Playbook for the Fed cycle
CNBC reports: Stocks ripped higher on Wednesday after Federal Reserve Chairman Jerome Powell said interest rates are close to neutral, a change in tone from remarks the central bank chief made nearly two months ago.
The Dow Jones Industrial Average climbed 617.70 points, or 2.5 percent, to 25,366.43, posting its biggest one-day gain since March 26. The 30-stock index also notched its second-best day of the year and is up more than 1,000 points for the week.
“Interest rates are still low by historical standards, and they remain just below the broad range of estimates of the level that would be neutral for the economy — that is, neither speeding up nor slowing down growth,” Powell said in a speech at the Economic Club of New York on Wednesday.
Here’s what you need to know about the Fed rate cycle and how it is likely to impact stocks short-term and long-term.
Conventional wisdom says the the markets will go up if the Fed starts cutting rates. Which is somewhat true, but it’s all a matter of timing. Here’s what we’ve allowed our economic and stock market system to become.
- The Fed cuts rates too low.
- Which overstimulates the economy and forces savers into risky assets like stocks until stocks other asset prices get to be at unsustainable bubbled valuations.
- So the Fed slowly starts raising rates.
- Eventually those bubbled asset prices start to crack just about the time that overstimulated economy gets overheated and starts to cool. Stock markets start falling.
- The Fed starts cutting rates.
- But by the time the Fed has started cutting rates, it’s already too late to stop the downturn in the economic cycle and/or the financial crisis that at this point are already imbedded in the system.
- But the Fed keeps cutting rates, creating new-fangled stimuli like “Quantitative Easing” and taking them to low which overstimulates the economy and forces savers into risky assets like stocks until stocks other asset prices get to be at unsustainable bubbled valuations.
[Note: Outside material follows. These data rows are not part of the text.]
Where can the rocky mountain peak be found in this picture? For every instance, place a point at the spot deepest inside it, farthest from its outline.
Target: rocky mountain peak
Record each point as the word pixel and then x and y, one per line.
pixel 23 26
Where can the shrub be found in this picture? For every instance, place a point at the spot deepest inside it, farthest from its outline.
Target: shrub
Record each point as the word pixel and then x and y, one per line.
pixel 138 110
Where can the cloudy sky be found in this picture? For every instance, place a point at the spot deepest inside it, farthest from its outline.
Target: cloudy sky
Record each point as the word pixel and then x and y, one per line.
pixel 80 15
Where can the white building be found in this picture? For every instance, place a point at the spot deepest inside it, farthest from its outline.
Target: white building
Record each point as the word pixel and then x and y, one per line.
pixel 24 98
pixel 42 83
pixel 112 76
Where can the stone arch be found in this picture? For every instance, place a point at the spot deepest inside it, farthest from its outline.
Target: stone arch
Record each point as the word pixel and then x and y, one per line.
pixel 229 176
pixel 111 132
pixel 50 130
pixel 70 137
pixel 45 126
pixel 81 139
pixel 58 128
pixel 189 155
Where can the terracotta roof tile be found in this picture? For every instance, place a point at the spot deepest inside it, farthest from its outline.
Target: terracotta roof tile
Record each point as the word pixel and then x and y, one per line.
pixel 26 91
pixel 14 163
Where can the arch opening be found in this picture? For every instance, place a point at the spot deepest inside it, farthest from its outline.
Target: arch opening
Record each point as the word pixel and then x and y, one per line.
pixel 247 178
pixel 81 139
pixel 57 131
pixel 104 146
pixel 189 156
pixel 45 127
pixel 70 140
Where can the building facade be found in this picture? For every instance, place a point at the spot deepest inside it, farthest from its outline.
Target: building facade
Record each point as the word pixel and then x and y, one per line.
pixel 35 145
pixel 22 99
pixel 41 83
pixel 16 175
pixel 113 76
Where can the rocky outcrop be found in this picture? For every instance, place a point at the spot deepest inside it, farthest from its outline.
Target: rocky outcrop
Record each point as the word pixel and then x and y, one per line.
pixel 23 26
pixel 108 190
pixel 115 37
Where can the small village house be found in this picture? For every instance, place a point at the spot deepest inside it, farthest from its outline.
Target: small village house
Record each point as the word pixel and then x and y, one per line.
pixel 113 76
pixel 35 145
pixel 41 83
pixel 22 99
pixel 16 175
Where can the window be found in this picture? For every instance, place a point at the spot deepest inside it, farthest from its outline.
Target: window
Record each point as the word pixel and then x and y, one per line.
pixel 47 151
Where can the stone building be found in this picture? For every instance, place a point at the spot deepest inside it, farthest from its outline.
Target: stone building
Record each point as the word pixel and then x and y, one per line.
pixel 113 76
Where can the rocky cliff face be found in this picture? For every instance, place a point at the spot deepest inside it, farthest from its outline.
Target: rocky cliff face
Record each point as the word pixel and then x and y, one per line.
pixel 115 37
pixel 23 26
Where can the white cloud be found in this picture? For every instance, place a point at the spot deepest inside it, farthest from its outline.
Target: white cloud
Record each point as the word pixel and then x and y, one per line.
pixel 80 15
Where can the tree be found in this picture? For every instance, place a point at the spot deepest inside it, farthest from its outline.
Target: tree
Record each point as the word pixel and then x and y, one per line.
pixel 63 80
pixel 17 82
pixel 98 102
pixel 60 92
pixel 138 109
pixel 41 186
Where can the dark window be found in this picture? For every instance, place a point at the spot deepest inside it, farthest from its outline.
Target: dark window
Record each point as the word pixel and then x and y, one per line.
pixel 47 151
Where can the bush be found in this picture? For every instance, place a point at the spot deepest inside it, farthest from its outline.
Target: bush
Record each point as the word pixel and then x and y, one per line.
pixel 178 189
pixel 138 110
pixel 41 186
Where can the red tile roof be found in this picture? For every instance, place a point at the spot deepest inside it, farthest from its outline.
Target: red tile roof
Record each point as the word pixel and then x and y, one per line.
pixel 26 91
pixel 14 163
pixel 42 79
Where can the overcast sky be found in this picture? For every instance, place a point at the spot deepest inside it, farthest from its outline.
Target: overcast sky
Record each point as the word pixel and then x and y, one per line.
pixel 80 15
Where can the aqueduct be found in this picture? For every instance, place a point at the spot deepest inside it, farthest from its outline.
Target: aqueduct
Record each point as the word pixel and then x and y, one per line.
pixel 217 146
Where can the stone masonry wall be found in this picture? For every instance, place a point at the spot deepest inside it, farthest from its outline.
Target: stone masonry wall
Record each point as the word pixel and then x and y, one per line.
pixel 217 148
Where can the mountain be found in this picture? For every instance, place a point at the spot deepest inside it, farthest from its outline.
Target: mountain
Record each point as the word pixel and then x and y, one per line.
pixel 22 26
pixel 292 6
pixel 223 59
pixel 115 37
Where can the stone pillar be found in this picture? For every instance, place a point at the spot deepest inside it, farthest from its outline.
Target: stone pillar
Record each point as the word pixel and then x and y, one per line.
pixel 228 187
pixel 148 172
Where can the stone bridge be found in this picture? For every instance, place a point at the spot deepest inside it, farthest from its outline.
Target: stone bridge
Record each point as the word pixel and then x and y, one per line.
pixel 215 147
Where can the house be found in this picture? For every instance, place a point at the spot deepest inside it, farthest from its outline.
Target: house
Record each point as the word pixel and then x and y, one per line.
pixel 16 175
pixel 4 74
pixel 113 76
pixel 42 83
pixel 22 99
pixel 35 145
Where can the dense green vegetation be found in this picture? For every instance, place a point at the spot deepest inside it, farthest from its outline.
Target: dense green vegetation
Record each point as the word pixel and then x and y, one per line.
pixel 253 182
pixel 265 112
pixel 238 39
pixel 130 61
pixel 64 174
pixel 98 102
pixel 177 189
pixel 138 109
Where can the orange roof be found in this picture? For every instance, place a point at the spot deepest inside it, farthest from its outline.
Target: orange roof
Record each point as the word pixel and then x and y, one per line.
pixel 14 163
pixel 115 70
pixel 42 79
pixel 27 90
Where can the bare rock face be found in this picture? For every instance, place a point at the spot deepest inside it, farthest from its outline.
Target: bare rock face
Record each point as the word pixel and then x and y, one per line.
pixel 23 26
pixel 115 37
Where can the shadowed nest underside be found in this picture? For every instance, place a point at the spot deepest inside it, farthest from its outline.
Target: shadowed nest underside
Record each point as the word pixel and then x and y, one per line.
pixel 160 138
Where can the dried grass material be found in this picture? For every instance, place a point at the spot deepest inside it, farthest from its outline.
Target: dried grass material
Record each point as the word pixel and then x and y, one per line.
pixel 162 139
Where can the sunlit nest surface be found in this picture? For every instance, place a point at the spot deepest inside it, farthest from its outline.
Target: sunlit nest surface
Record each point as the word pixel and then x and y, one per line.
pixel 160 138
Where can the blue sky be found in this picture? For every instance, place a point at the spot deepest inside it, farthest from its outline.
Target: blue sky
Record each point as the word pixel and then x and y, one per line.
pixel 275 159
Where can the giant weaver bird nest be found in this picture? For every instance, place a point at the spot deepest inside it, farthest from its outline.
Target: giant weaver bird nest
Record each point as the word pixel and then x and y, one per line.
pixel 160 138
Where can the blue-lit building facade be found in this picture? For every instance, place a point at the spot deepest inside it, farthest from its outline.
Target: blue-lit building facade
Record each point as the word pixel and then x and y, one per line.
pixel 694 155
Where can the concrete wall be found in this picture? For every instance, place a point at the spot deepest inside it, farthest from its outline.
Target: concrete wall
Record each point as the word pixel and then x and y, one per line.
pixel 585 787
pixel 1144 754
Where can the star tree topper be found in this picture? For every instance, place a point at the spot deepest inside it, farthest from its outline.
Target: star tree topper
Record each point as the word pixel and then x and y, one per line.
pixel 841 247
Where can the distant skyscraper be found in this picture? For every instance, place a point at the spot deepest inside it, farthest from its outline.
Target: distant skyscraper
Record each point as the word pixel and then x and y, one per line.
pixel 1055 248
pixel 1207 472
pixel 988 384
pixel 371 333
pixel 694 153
- Stock prices take off, asset prices start to climb, eventually starting to bubble up to new all-time high levels.
- So the Fed starts raising rates again.
- The economy starts to cool and/or there’s a financial crisis while stocks and other asset prices start to crash from those unsustainable bubbled valuations until prices get to Depression-like levels and unemployment has skyrocketed as layoffs and losses in the economy are at this point being exacerbated by the Fed having raised rates too high too quickly and/or failing to regulate the banking system during the prior up cycle.
- So the Fed starts cutting rates.
Here’s how all that looks in a 30 year chart:
What’s correlation and what’s causation here? Yes. The whole system feeds upon itself and correlates with itself and causes itself to correlate with the system’s cycle. Haha.
Two things to remember:
- The Fed does whatever its literal owners, the giant global US banks, tell it to do.
- The Fed almost never wants to raise rates.
- The Fed is always late to the cycle.
Here’s our playbook then.
For the next few weeks or months, the markets are likely to spike for a day or two anytime the Fed signals that they’re going to stop raising rates (just like yesterday’s action). If the economy has indeed started to take a real downturn here we’ll start to see that in the earnings reports and stock prices will continue trending lower over the next few weeks and months.
If that’s the case and/or if the Fed sees something alarming in the system, the Fed will actually completely reverse course and start cutting rates and that would signal to me that we probably need to raise even more cash and add more downside hedges. The market would probably rally a good 3-7% were the Fed to announce a rate cut, which would probably give us a terrific opportunity to trim, sell and/or short.
On the other hand, if the reports and earnings are strong and the Fed holds rates steady here, we’ll probably see a bit more of the Bubble-Blowing Bull Market in the months ahead.
Either way, this set-up here for the next few months is going to give us a lot of opportunities to invest and trade. We’re on for it.